Cae un clan que robaba con fuerza en casas de cinco municipios catalanes

El grupo criminal es el presunto autor de 27 robos en distintos municipios de las comarcas del Vallès Occidental, Baix Llobregat y Osona.

Cae un clan que robaba con fuerza en casas de cinco municipios catalanes
Los Mossos actuan contra una banda de atracadores en el Baix Llobregat | Archivo

Los Mossos d’Esquadra han detenido a cuatro hombres albaneses de entre 32 y 34 años como presuntos autores de 27 robos con fuerza en domicilios de cinco municipios ubicados en las comarcas de Vallès Occidental, Baix Llobregat y Osona. Los Mossos consideran, en un comunicado emitido este domingo, que con estas detenciones queda desarticulado este grupo criminal. 

La investigación del caso comenzó el 25 de octubre, cuando varios vecinos alertaron al servicio de emergencias 112 de que habían visto a un hombre, con una actitud extraña, en el parque comunitario de un edificio.

Un policía que se encontraba fuera de servicio también detectó la presencia de este hombre y se acercó para identificarlo. En ese momento, el sospechoso empujó al agente e intentó huir, aunque lo pudo reducir hasta que una dotación policial llegó al lugar y se lo llevó detenido a comisaría. La investigación abierta a raíz de este incidente permitió conocer que el hombre acompañaba a otras dos personas que habían entrado a dos pisos del edificio escalando por los balcones y forzando las puertas exteriores.

De esos pisos, según informan los Mossos, los dos ladrones se llevaron joyas, dinero y objetos de valor.

Un clan de albaneses 

Los tres ladrones formaban parte de un grupo criminal integrado por seis personas, especialistas en forzar la entrada a viviendas, que actuaba de forma metódica y al que se le atribuyen los robos con fuerza en 27 domicilios de Terrassa, Sant Esteve Sesrovires, Cerdanyola del Vallès, Llinars del Vallès y Tona.
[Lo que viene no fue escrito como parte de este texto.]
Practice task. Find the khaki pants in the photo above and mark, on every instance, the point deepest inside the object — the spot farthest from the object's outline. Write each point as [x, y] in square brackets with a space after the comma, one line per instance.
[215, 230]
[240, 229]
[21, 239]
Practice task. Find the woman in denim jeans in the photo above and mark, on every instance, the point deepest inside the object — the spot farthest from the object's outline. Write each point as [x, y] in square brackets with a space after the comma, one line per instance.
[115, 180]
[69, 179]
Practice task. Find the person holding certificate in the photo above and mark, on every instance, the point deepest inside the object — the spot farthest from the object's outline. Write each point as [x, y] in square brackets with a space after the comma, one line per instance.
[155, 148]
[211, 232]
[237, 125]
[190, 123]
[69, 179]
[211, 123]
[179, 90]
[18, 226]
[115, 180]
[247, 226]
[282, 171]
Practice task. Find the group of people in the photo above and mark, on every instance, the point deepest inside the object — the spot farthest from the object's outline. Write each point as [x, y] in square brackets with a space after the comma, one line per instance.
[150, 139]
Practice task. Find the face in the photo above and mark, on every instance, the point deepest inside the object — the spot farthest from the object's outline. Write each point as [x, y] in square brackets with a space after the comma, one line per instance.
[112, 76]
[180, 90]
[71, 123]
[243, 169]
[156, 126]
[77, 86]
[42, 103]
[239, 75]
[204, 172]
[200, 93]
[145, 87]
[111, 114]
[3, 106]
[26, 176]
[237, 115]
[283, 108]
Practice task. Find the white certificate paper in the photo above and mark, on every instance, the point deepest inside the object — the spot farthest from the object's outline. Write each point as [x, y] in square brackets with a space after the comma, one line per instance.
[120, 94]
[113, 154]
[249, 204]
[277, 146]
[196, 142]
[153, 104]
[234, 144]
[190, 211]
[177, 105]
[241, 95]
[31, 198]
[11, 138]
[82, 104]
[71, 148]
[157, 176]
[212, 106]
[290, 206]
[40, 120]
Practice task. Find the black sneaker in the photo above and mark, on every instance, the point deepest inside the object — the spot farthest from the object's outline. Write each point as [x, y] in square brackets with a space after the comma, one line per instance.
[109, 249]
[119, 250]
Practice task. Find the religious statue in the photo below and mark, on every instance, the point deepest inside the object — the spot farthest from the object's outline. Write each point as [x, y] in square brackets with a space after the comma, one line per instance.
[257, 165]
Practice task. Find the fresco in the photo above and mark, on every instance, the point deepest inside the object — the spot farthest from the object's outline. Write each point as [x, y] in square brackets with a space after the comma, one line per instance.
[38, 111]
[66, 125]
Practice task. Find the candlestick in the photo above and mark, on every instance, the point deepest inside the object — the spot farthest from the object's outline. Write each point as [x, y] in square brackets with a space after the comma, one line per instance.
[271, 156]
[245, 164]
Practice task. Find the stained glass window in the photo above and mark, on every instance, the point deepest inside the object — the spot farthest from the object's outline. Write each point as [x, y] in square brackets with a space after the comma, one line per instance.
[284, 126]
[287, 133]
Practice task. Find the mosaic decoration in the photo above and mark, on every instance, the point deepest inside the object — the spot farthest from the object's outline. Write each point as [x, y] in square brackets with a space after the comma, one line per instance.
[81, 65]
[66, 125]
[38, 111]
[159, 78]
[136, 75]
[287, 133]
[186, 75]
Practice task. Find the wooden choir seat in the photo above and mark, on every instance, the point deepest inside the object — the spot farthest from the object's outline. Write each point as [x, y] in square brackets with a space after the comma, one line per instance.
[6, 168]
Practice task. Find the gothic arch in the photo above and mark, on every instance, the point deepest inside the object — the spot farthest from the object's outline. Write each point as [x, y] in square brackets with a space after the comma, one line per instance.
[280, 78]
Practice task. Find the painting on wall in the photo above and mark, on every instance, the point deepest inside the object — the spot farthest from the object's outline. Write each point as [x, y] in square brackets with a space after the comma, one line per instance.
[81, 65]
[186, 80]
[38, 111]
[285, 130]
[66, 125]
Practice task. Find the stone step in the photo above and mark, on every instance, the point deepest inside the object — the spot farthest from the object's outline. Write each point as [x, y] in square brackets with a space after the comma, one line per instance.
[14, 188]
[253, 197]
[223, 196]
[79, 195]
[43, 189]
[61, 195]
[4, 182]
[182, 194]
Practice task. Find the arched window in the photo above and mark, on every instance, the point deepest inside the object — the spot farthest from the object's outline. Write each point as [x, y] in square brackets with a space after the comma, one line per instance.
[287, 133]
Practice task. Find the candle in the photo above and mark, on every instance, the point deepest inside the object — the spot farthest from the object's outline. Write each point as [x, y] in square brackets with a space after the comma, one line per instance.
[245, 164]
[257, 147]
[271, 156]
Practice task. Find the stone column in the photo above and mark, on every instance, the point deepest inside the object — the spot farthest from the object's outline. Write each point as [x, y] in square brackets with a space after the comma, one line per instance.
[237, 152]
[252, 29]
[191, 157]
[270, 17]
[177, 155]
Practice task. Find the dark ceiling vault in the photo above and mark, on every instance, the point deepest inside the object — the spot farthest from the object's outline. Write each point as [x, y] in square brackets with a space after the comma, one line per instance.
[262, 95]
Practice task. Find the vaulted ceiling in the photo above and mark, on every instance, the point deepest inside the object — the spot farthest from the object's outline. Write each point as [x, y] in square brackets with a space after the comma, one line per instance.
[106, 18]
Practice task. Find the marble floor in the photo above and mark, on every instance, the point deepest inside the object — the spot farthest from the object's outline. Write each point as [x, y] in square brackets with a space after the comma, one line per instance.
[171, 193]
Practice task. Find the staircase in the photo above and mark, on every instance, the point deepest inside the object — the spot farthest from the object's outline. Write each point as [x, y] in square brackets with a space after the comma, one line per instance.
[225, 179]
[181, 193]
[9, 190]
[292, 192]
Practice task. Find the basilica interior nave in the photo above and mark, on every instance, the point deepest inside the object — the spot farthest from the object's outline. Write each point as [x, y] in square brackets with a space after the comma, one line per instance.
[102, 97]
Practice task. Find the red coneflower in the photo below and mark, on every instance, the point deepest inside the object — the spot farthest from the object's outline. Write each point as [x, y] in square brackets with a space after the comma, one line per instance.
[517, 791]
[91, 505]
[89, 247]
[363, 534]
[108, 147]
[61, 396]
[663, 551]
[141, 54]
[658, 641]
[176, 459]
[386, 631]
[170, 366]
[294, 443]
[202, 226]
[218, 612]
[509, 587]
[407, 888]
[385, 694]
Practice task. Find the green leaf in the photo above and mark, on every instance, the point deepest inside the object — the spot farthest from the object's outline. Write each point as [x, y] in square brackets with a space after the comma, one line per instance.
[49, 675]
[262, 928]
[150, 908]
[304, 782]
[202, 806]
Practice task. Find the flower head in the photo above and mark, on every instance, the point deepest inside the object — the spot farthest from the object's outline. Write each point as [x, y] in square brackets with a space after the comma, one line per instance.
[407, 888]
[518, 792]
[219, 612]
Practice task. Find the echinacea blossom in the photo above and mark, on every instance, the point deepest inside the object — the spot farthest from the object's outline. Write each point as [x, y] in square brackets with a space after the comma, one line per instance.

Según los Mossos, tres de los integrantes del grupo se desplazaban en coche hasta la zona en la que iban a robar. De ellos, uno hacía de conductor y los otros dos, vestidos con ropa oscura, se escondían en la parte posterior del coche para no ser detectados durante el trayecto por las cámaras de seguridad existentes en las carreteras y calles.

Antes de llegar a la zona, el vehículo paraba en una zona boscosa o aislada donde, en las últimas horas de sol del día, los dos hombres que iban escondidos en la parte posterior del coche bajaban del mismo para cometer el robo.

Entretanto, el conductor se iba de la zona para esperar durante horas en un punto alejado, mientras se perpetraba el robo para, posteriormente, recoger a los otros dos hombres en un lugar diferente al de llegada.  El punto de recogida solía estar cerca de una vía rápida de salida y de difícil detección por patrullas o controles policiales. Tras cometer el robo, los tres regresaban con el botín a su domicilio, situado en la calle Perafita, de Barcelona.

Ahora, en prisión 

La División de Investigación Criminal (DIC) de los Mossos estableció, el pasado 18 de diciembre, un operativo que permitió detener a otros tres miembros del grupo, mientras que otros dos habrían marchado de España pocos días antes.

En el registro realizado ese mismo día en el citado domicilio de Barcelona, los agentes encontraron objetos e indicios que los relacionaban con otros veinticinco robos en Terrassa, Sant Esteve Sesrovires, Cerdanyola del Vallès, Llinars del Vallès y Tona. Los cuatro detenidos han pasado a disposición judicial y se encuentran en prisión provisional.

Máxima atención a los robos con fuerza

Los robos con fuerza a domicilios han disminuido un 13% en Barcelona y su Área Metropolitana, una cifra que la policía catalana celebra gratamente, pues en varias entrevistas de este medio con fuentes de los Mossos, éstos han asegurado que el combate contra las mafias que asaltan hogares era uno de sus objetivos anuales.

De forma habitual durante este año, los Mossos han ido desarticulando bandas, tanto de albaneses como de georgianos, dedicadas a la ejecución de robos con fuerza en domicilios. El incremento de los casos durante los últimos meses del pasado año y principios del presente hizo saltar la alarma de los equipos de investigación de la policía catalana, que ha centrado buena parte de sus recursos en erradicar estos clanes, como sucedió con los georgianos que vivían en el colegio Menéndez Pidal de Barcelona.